Moreover, there were not enough ground forces to allow the men and women to receive sufficient time at home between deployments. (Troops should spend at least two days at home for every day in a combat zone. Most were lucky to get one.) Finally, the service of thousands of soldiers and Marines was extended involuntarily by invoking “Stop Loss,” in effect a back-door draft.

These problems could and should have been solved by activating Selective Service no later than 2002 when it became clear that Bush was intent on invading Iraq, even as it was still engaged in Afghanistan. Supporters of that war knew that if Selective Service was activated the American people would have skin in the game and would therefore ask a lot more questions. Today, it is difficult to imagine a situation in which the public would support drafting young people without significantly more scrutiny of the goals of engagement.

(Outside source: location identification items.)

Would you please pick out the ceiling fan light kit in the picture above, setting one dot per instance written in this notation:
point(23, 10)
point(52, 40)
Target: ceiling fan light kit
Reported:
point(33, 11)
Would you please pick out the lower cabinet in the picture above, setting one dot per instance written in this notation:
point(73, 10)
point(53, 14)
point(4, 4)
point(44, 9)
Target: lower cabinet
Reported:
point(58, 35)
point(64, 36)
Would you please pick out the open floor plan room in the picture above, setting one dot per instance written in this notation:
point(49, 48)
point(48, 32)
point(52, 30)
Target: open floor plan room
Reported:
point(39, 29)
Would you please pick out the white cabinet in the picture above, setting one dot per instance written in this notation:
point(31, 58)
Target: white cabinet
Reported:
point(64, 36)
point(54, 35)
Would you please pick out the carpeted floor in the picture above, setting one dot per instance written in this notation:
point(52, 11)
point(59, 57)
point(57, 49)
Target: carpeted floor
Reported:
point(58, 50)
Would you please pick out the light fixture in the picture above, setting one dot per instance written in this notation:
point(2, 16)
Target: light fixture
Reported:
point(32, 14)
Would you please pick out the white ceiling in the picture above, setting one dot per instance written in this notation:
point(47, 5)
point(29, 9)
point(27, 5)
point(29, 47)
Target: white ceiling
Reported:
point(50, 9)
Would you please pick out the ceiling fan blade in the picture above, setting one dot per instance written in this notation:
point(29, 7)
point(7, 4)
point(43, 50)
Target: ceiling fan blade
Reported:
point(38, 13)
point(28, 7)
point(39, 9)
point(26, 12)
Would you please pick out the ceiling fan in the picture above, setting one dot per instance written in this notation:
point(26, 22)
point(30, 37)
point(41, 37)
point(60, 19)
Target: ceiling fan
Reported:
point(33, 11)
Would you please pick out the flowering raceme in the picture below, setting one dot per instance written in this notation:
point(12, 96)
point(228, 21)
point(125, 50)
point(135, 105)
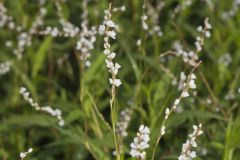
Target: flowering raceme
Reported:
point(53, 112)
point(140, 143)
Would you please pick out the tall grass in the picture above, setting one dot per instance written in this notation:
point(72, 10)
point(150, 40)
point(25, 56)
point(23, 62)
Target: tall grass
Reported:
point(125, 79)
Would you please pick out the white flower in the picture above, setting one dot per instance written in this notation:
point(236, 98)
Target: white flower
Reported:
point(162, 130)
point(187, 153)
point(185, 94)
point(112, 55)
point(101, 29)
point(176, 102)
point(47, 109)
point(140, 143)
point(112, 34)
point(24, 154)
point(115, 82)
point(110, 23)
point(192, 84)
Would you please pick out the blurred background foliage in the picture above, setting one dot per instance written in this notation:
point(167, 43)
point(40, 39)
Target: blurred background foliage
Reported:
point(50, 69)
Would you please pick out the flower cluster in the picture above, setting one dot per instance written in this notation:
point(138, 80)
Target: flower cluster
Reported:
point(122, 124)
point(140, 143)
point(122, 9)
point(187, 153)
point(24, 154)
point(188, 57)
point(107, 28)
point(205, 32)
point(47, 109)
point(4, 67)
point(225, 59)
point(6, 20)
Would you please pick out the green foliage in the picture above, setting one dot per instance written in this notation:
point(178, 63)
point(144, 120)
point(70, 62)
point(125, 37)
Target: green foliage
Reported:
point(53, 73)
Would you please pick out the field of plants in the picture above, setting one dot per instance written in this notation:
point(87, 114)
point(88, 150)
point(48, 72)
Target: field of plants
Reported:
point(119, 79)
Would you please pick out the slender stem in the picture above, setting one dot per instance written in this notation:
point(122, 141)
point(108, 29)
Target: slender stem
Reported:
point(172, 109)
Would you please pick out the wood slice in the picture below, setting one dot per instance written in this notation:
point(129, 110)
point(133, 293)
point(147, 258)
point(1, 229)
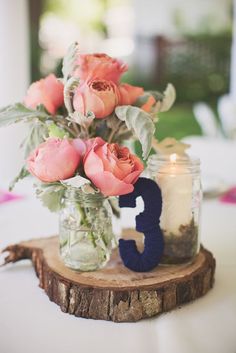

This — rather than those who should or should not register — is the real issue. If we did not activate Selective Service when we were involved in two significant and protracted conflicts, when will we do so? And if we did, how useful would a mass database of potential soldiers be when our military is increasingly reliant on highly specialized skills? Given these foreseeable drawbacks, why spend tens of billions of dollars maintaining this system that now has a base of 80 million men between the ages of 18 to 25? And why did the administration of George W. Bush allow the members of the AVF to bear such an unfair burden that will impact them negatively for the rest of their lives?

President Reagan is rolling over in his grave.

Dr. Lawrence J. Korb is a senior fellow at the Center for American Progress and served as assistant secretary of defense from 1981 through 1985.